With less than four months to go before the proposed deal expires, the shaky support for it is raising the specter of the United Kingdom crashing out of the EU with no deal.
Economists warn that such a spectacle would be disastrous for a country that depends on the EU for 53% of its imported goods and services and for 44% of its exports.
In central London, this uncertainty is hitting the housing market particularly hard, said Dangoor, a father of three.
Central London’s real estate market depends on investment from overseas, including the Middle East, South Africa and China.
“When there was fear, when there was concern,” he said. “You’re seeing a big drop in values there.”
The drop is less noticeable in suburbs, though, due to low interest rates that mean “owners aren’t forced to sell,” Dangoor said.
Suburban assets that “tick all the requisite boxes” still fetch premium prices as “these areas are insulated by a micro-bubble of their own and buyers looking for a family home a have longer term-view point,” Dangoor added.
But the number of transactions is down there, too, “because people are concerned,” he added.
Murray puts it another way.
“Would you buy a house for a million pounds if you weren’t sure that it’d be worth that tomorrow?” he said.
May’s tenuous position over Brexit increases the likelihood of an election and her government’s replacement with a cabinet headed by the leader of the Labour opposition, the far-left Jeremy Corbyn.
For Murray and Dangoor, a Corbyn-led government is menacing because of his support for rent control and a mansion tax. Some economists have warned that Corbyn’s election could cause the property market and the pound to crash.
Mark Ruben, a 57-year-old hotelier who recently bought a $7 million home in London, wasn’t waiting to see what will come to pass.
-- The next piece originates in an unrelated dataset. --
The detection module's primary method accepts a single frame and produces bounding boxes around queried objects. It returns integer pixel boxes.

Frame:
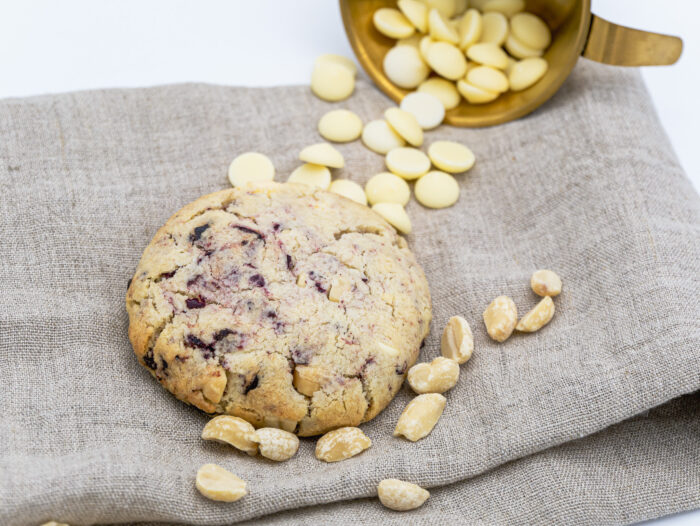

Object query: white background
[0,1,698,524]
Earlier this year, he sold the property, which he called his “dream home,” partly out of concern over Corbyn winning an election and imposing a mansion tax, he told JTA.
Then there are the specifically Jewish concerns about a Labour government.
Corbyn, who has called Hamas and Hezbollah his friends and said that British “Zionists” don’t understand British irony, has been battling allegations of anti-Semitism, including from the former chief rabbi of Britain, Jonathan Sacks.
Earlier this year, all of Britain’s leading Jewish newspapers in a joint editorial warned that Corbyn could pose an “existential threat” to British Jewry.
Murray, who specializes in the heavily Jewish northern London market, is already seeing what he called “the Corbyn effect” on some of his clients, he said.
“It shocked me the third time,” he said of owners seeking to sell property out of fear of Corbyn’s election. One buyer, Murray said, told him: “I’m selling because I’m going to Israel if Corbyn gets elected.”